Ici, je dois m’arrêter un moment pour expliquer une tradition sui-generis du Vietnam. Mes frères et soeurs, comme moi-même, tous sommes nés à Hué – qui est la capitale mystique de l’Annam et le chef-lieu de la petite province de Thûa-Thiên, mais nous sommes tous citoyens du village de Dai-phong où avaient vécu nos ancêtres venus du Nord, c’est-à-dire du Thanh-hûa et du Tonkin. A Dai-phong se trouvent leurs tombeaux. A la grande Maison communale, se trouvaient les registres contenant le nom de tous les mâles inscrits du village. A la Maison communale, qui est aussi le temple, se trouvent les tablettes des génies protecteurs du village, Protecteurs que l’Empereur octroyait à chaque village. Ces Protecteurs, analogues aux Saints, protecteurs des villes en pays de chrétienté, sont choisis parmi les héros vietnamiens, généraux ou grands Lettrés, grands mandarins. A la Maison commune, se réunissait le Conseil du village. Cette maison de Dai-phong était connue par ses colonnes énormes et hautes.
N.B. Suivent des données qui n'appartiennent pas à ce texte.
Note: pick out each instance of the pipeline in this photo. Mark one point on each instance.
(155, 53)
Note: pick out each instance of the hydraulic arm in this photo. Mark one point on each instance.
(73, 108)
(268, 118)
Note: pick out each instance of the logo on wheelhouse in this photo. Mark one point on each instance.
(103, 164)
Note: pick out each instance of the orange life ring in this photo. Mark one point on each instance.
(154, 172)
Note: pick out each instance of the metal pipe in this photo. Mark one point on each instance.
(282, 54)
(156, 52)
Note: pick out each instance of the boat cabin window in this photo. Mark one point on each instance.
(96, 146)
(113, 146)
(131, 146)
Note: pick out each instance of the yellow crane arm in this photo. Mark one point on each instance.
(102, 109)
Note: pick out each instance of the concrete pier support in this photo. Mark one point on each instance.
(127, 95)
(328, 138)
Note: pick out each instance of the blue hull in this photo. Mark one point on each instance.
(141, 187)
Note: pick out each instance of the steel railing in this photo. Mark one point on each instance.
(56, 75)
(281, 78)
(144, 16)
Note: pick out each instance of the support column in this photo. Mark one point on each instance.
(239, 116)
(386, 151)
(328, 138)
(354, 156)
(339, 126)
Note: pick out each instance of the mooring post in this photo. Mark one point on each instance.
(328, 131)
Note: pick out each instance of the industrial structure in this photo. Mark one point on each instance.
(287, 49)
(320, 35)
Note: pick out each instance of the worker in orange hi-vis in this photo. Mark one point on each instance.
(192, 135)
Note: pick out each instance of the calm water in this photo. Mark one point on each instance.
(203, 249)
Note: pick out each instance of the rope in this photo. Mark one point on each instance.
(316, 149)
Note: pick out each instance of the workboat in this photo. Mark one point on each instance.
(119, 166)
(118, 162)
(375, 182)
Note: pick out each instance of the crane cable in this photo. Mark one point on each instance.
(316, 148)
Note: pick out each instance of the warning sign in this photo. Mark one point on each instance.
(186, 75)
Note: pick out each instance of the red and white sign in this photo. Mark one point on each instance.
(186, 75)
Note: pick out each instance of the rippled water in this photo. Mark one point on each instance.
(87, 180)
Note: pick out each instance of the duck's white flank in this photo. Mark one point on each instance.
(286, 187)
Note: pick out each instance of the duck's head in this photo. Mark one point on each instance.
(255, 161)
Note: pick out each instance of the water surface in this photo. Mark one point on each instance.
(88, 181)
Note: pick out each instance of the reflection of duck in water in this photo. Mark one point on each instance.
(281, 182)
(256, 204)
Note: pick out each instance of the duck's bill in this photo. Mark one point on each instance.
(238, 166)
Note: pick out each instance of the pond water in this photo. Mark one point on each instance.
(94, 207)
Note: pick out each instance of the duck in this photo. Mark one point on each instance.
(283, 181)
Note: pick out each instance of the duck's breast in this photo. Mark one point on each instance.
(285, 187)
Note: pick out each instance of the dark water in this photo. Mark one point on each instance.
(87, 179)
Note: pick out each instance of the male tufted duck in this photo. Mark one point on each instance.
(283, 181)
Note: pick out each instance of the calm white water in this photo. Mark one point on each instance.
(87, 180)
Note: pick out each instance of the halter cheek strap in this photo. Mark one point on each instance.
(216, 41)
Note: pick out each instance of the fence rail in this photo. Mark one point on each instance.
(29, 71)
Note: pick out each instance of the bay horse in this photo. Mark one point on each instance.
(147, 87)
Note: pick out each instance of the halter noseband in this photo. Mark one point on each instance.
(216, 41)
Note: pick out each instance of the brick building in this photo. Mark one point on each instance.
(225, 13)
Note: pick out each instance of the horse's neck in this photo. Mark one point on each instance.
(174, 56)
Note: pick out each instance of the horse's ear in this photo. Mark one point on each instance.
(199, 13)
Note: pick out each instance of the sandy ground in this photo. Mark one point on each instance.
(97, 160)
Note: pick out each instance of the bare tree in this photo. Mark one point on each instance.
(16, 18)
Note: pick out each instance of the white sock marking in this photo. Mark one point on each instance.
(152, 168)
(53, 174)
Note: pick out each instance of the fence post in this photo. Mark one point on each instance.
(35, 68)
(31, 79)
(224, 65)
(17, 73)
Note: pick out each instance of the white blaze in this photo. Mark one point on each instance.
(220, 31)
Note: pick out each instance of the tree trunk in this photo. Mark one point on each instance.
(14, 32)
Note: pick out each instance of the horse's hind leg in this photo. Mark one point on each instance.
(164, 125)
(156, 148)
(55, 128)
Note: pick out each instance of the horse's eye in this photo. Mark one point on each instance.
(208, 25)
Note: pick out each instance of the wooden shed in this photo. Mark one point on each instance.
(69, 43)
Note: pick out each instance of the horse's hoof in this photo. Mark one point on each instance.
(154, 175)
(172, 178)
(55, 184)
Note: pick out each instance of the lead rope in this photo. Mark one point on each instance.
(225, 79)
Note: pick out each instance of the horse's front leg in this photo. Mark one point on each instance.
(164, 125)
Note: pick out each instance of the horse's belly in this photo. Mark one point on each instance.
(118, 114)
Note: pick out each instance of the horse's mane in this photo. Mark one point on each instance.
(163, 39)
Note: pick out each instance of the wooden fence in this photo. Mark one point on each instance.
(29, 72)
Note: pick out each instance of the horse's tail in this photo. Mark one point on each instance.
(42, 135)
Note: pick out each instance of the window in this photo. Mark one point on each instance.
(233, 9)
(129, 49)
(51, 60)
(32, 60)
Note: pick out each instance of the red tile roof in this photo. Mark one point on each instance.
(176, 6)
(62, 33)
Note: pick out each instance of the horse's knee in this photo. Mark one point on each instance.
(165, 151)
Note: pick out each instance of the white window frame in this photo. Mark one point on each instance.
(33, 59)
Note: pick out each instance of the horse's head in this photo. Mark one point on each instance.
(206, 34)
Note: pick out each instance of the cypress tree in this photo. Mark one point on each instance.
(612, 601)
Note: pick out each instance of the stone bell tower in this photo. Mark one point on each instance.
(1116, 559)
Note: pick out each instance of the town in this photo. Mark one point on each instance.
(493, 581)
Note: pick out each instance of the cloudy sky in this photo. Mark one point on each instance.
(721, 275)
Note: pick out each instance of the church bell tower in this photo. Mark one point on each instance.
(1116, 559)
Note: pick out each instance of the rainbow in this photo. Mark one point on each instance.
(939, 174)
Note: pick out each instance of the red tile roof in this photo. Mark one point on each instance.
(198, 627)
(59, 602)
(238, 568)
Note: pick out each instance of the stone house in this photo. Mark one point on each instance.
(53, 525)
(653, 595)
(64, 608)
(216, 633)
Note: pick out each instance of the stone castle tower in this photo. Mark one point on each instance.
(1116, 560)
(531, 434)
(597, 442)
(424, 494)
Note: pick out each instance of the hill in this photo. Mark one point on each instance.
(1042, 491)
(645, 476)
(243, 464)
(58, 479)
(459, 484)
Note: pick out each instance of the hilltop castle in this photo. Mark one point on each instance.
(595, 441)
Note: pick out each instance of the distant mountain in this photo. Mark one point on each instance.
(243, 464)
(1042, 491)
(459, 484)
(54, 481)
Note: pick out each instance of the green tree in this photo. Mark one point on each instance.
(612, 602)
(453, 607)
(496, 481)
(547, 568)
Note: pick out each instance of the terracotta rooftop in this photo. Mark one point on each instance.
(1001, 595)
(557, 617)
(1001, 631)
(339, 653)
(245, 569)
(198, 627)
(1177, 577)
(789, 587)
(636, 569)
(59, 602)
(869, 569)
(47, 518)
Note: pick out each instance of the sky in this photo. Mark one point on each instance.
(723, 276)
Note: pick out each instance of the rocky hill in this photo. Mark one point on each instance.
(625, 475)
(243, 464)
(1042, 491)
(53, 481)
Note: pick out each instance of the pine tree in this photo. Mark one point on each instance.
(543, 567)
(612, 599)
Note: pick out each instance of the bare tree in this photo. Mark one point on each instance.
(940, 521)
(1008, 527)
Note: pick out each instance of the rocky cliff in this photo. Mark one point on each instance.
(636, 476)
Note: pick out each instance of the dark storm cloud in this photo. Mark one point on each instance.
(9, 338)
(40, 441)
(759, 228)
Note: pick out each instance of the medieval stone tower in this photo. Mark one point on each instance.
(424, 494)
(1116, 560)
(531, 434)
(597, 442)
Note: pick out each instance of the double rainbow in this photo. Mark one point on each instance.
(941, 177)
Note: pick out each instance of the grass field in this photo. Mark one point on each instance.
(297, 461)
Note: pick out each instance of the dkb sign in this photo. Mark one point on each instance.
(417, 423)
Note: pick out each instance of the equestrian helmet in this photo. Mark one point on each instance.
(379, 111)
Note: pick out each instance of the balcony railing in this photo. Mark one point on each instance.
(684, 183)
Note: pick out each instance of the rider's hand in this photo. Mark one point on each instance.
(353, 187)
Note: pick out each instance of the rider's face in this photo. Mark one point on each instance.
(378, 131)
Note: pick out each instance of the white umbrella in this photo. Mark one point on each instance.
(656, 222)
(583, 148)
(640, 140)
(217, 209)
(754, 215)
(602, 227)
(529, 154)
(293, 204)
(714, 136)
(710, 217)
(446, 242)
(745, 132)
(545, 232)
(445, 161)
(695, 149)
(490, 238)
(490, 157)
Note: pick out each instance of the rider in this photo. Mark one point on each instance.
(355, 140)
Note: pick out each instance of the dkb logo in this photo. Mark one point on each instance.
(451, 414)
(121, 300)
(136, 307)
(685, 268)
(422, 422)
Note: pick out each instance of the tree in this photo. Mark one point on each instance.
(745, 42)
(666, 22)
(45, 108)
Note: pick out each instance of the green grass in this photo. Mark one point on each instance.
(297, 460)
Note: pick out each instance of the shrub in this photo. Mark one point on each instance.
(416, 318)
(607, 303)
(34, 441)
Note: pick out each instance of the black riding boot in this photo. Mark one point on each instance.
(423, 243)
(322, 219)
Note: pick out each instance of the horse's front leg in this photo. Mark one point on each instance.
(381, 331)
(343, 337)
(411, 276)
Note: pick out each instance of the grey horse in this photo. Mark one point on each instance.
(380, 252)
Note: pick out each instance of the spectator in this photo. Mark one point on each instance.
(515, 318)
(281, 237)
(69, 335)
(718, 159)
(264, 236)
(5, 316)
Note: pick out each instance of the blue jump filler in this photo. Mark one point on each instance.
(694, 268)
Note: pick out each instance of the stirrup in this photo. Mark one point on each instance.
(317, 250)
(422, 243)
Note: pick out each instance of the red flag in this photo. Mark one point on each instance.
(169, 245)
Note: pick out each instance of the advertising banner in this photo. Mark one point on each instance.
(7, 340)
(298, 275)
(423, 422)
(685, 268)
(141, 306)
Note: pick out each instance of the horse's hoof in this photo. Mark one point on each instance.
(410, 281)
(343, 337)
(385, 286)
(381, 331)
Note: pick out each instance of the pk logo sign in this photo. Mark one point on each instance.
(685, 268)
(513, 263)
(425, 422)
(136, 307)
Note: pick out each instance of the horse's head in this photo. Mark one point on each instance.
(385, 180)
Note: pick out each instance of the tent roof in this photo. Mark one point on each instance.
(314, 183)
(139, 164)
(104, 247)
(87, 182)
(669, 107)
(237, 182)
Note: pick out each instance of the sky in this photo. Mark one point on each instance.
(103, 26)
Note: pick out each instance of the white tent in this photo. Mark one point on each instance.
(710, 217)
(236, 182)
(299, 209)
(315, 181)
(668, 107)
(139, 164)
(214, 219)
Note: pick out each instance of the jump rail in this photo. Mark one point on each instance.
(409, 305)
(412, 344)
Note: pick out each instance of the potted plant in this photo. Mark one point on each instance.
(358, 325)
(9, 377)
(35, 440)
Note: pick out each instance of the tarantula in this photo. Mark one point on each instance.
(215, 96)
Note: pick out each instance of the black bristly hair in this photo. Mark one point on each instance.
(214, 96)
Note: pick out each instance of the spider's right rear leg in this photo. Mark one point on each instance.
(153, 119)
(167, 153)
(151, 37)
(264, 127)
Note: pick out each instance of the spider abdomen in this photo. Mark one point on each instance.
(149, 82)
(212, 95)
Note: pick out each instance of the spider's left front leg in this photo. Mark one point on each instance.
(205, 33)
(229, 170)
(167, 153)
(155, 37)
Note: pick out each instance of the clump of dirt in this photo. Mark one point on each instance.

Naguère, avant que le Centre Vietnam fût bien peuplé, des pionniers sous la conduite d’un leader quittaient leur village d’origine pour essaimer ailleurs où se trouvaient espace et terres fertiles. Arrivés à l’endroit qui présentait ces avantages, on faisait le partage de la terre, partage égal au nombre de pionniers. Le leader recevait une part plus ample pour compenser ses dépenses et son initiative. Chaque pionnier partageait son lot entre ses fils et ainsi de suite, jusqu’à ce que les lots ne suffissent plus à nourrir leurs propriétaires. Alors, comme font les abeilles, un essaim se détachait de la ruche-mère et allait ailleurs fonder un autre village. Tout ceci explique les relations entre les villageois et les originaires du village habitant ailleurs. A l’instar de notre père qui quitta Dai-phong pour se fixer à Hué mais conservait toujours son lot de rizière à Dai-phong.
Il en consacrait les revenus pour soutenir l’école catholique du village et pour l’entretien des tombeaux de nos ancêtres. Notre village se trouve dans le territoire qu’on appelait Les deux Sous-préfectures – en vietnamien : Hai huyên – célèbres pour la fertilité de ses rizières. La province de Quang-Binh était renommée pour avoir fourni à la Patrie de grands citoyens, grâce à la profondeur de ses fleuves et la hauteur de ses montagnes.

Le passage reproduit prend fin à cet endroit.